German Army

The German Army (Deutsches Heer) is the land component of the armed forces of Germany. The present-day German Army was founded in 1955 as part of the newly formed West German Bundeswehr together with the Marine (German Navy) and the Luftwaffe (German Air Force). As of 28 February 2017, the German Army had a strength of 60,431 soldiers.
All corps have now been disbanded or transferred to a multinational level such as Multinational Corps North East. IV Corps was reorganized and on 31 March 2002 became an overseas deployment command, the Einsatzführungskommando der Bundeswehr, like the British Permanent Joint Headquarters. An army reorganisation in recent years has seen the disbandment of the 13th Mechanized Infantry Division headquarters, a merge of the Airmobile Operations Division and Special Operations Division headquarters, the disbandment of the 1st Airmobile Brigade, and reshuffling of units between divisions. No heavy brigades were disbanded, but the two remaining heavy divisions command three rather than two brigades.
As of 28 February 2017 there were a total of 60,431 soldiers on active service in the German Army. However, the quite unique German military branch of the Joint Support Service consists to a significant degree of Heeresuniformträger (army uniform wearing personnel). This is also contributed to by the Joint Medical Service, which does have other solely-military-medical branch counterparts (such as in South Africa).
In accordance with EU working hour regulations, the regular work-week is 41 hours, although numerous exceptions exist for e.g. deployments in oversea missions, training exercises, emergencies, and similar military needs.
The German Army is commanded by the Inspector of the Army (Inspekteur des Heeres) based at the Army Command (Kommando Heer) in Strausberg near Berlin. The training centers are supervised by the Army Training Command in Leipzig.
The combat units of the army include two armored divisions, one rapid forces division and the Franco-German Brigade, which is under direct supervision of the Army Command. Unlike other European armies such as neighbouring France, regiments are not a common form of organization and are thus rare in the German army. Battalions are directly subordinate to brigades or to divisions as divisional troops. German infantry battalions field 1,000 men, considerably larger than most NATO armies, i.e. twice the size of a US Army battalion.
The German Army has eleven different branches of troops, designated as Truppengattungen. Each Truppengattung is responsible for training and readiness of its units and disposes of its own schools and centres of excellence for doing so. Optically this distinction can be made by the branch colour, called Waffenfarbe which is displayed by a cord attached to the rank insignia, and the colour of their beret with a specific badge attached to it.

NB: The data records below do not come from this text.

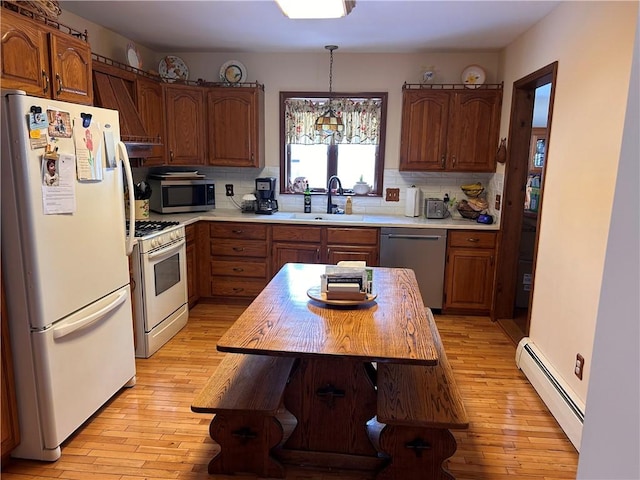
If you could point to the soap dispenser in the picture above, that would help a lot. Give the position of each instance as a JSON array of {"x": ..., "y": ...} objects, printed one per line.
[{"x": 348, "y": 208}]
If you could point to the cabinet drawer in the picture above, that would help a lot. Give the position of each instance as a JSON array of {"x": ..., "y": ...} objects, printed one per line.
[
  {"x": 286, "y": 233},
  {"x": 229, "y": 287},
  {"x": 352, "y": 236},
  {"x": 238, "y": 248},
  {"x": 232, "y": 268},
  {"x": 238, "y": 230},
  {"x": 472, "y": 239}
]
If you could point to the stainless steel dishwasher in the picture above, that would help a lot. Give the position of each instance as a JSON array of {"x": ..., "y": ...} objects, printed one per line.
[{"x": 422, "y": 250}]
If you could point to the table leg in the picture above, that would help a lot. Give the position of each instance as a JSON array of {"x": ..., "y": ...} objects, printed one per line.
[
  {"x": 414, "y": 452},
  {"x": 247, "y": 442},
  {"x": 332, "y": 399}
]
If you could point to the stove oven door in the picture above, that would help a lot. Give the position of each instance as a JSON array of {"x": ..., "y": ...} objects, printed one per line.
[{"x": 164, "y": 278}]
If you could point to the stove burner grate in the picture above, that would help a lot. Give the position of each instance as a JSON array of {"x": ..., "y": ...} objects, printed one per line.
[{"x": 147, "y": 227}]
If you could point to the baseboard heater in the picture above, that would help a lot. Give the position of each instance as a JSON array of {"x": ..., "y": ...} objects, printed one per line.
[{"x": 561, "y": 400}]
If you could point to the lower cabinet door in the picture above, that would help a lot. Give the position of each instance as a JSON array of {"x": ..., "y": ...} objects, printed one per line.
[
  {"x": 283, "y": 253},
  {"x": 469, "y": 280}
]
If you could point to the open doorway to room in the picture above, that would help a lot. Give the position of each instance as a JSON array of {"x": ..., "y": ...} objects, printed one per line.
[{"x": 530, "y": 125}]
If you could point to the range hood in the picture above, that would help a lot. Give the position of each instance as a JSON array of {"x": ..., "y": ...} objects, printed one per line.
[{"x": 112, "y": 92}]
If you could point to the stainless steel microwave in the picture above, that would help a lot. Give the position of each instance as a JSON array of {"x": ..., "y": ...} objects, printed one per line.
[{"x": 181, "y": 195}]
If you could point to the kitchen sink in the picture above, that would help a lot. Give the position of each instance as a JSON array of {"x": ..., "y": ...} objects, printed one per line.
[{"x": 327, "y": 217}]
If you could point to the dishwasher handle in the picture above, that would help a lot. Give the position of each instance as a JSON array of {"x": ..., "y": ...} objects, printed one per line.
[{"x": 414, "y": 237}]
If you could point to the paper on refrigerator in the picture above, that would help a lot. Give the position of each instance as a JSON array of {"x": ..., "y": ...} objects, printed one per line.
[
  {"x": 58, "y": 184},
  {"x": 88, "y": 143}
]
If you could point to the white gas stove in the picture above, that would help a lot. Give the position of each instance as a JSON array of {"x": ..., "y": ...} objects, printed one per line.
[{"x": 160, "y": 290}]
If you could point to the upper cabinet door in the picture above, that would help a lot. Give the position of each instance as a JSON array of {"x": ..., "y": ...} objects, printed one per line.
[
  {"x": 24, "y": 60},
  {"x": 474, "y": 130},
  {"x": 423, "y": 142},
  {"x": 45, "y": 62},
  {"x": 151, "y": 109},
  {"x": 450, "y": 129},
  {"x": 70, "y": 69},
  {"x": 185, "y": 125},
  {"x": 235, "y": 126}
]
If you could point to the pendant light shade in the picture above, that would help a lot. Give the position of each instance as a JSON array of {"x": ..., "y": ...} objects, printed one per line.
[{"x": 329, "y": 122}]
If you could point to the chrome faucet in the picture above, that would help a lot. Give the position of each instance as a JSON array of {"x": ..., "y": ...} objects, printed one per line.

The rank structure of the German army is adjusted to the rank structure of NATO. Unlike its predecessors, the modern German Army does not use the rank of Colonel General. The highest rank for an army officer is Lieutenant General, as the rank of Full General is reserved for the Armed Forces chief of staff or officers serving as NATO officers. Officer cadets do not pass through all enlisted ranks, but are directly promoted to Lieutenant after 36 months of service.